At this time Minitab does not support this procedure.
Analysis
Obs | Variable | type | _TYPE | _FREQ_ | n1 | xbar1 | s21 | n2 | xbar1 | s22 |
---|---|---|---|---|---|---|---|---|---|---|
1 | bottom | fake | 0 | 100 | 100 | 8.305 | 0.41321 | 100 | 10.530 | 1.28131 |
2 | diagon | fake | 0 | 100 | 100 | 141.517 | 0.19981 | 100 | 139.450 | 0.31121 |
3 | left | fake | 0 | 100 | 100 | 129.943 | 0.13258 | 100 | 130.300 | 0.06505 |
4 | length | fake | 0 | 100 | 100 | 214.969 | 0.15024 | 100 | 214.823 | 0.12401 |
5 | right | fake | 0 | 100 | 100 | 129.720 | 0.12626 | 100 | 130.193 | 0.08894 |
6 | top | fake | 0 | 100 | 100 | 10.168 | 0.42119 | 100 | 11.133 | 0.40446 |
Obs | f | t | sp | losim | upsim | lobon | upbon |
---|---|---|---|---|---|---|---|
1 | 2.14580 | 2.66503 | 0.84726 | -2.69809 | 1.75191 | -2.57192 | -1.97808 |
2 | 2.14580 | 2.66503 | 0.2551 | 1.80720 | 2.32680 | 1.87649 | 2.25751 |
3 | 2.14580 | 2.66503 | 0.09881 | -0.51857 | -0.19543 | -0.47547 | -0.23853 |
4 | 2.14580 | 2.66503 | 0.13713 | -0.04433 | 0.33633 | 0.00643 | 0.28557 |
5 | 2.14580 | 2.66503 | 0.10760 | -0.64160 | -0.30440 | -0.59663 | -0.34937 |
6 | 2.14580 | 2.66503 |
0.41282 |
-1.29523 | -0.63477 | -1.20716 | -0.72284 |
The bounds of the simultaneous confidence intervals are given in columns for losim and upsim. Those entries are copied into the table below:
Variable | 95% Confidence Interval |
---|---|
Length | -0.044, 0.336 |
Left Width | -0.519, -0.195 |
Right Width | -0.642, -0.304 |
Bottom Margin | -2.698, -1.752 |
Top Margin | -1.295, -0.635 |
Diagonal | 1.807, 2.327 |
You need to be careful where they appear in the table in the output.
When interpreting these intervals we need to see which intervals include 0, which ones fall entirely below 0, and which ones fall entirely above 0.

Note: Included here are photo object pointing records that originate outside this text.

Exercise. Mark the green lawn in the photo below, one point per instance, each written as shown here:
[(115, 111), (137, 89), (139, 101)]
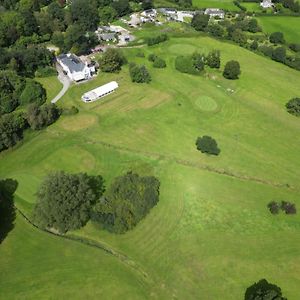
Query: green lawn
[(52, 85), (211, 235), (224, 4), (288, 25)]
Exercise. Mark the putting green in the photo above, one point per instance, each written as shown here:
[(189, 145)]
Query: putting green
[(75, 123), (182, 49), (206, 103)]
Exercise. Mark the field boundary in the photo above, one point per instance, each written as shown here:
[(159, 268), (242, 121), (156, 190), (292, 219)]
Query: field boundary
[(95, 244), (195, 165)]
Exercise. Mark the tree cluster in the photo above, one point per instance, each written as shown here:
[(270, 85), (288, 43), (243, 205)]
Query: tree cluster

The first thing that we notice is that interval for length includes 0. This suggests that we can not distinguish between the lengths of counterfeit and genuine banknotes. The intervals for both width measurements fall below 0.

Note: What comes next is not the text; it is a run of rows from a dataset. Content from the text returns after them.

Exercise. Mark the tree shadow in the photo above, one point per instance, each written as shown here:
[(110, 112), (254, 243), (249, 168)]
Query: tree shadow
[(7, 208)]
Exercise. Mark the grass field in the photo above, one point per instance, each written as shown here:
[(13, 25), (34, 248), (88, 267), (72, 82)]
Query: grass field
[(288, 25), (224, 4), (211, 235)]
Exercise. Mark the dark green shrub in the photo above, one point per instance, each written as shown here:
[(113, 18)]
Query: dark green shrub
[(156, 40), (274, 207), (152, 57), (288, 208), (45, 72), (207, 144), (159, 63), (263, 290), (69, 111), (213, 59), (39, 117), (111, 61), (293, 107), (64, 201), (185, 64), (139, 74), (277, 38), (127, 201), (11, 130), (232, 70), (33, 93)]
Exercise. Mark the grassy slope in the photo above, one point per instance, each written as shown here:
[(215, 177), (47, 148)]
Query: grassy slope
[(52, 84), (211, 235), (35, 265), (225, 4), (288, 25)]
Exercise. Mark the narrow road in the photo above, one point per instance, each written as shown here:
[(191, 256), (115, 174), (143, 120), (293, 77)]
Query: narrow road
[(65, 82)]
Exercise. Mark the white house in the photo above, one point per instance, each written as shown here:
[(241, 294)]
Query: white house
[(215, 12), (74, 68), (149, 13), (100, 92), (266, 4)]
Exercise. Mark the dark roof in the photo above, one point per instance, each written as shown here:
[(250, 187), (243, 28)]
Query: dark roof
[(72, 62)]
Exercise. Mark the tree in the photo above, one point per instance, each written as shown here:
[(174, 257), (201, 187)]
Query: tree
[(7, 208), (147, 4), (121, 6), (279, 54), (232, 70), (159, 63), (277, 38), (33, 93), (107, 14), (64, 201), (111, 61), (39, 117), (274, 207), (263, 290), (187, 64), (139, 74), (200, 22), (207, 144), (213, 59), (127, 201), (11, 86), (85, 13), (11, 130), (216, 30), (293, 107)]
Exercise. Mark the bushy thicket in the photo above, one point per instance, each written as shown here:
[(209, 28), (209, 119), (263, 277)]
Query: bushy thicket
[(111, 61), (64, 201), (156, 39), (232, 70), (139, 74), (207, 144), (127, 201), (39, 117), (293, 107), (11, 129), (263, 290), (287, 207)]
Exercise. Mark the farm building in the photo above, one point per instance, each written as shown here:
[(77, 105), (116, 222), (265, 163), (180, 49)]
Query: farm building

Since these intervals are being calculated by taking the genuine notes minus the counterfeit notes this would suggest that the counterfeit notes are larger on these variables and we can conclude that the left and right margins of the counterfeit notes are wider than the genuine notes.
Similarly, we can conclude that the top and bottom margins of the counterfeit are also too large. Note, however, that the interval for the diagonal measurements falls entirely above 0. This suggests that the diagonal measurements of the counterfeit notes are smaller than that of the genuine notes.
Conclusions
- Counterfeit notes are too wide on both the left and right margins.
- The top and bottom margins of the counterfeit notes are too large.
- The diagonal measurement of the counterfeit notes is smaller than that of the genuine notes.
- Cannot distinguish between the lengths of counterfeit and genuine banknotes.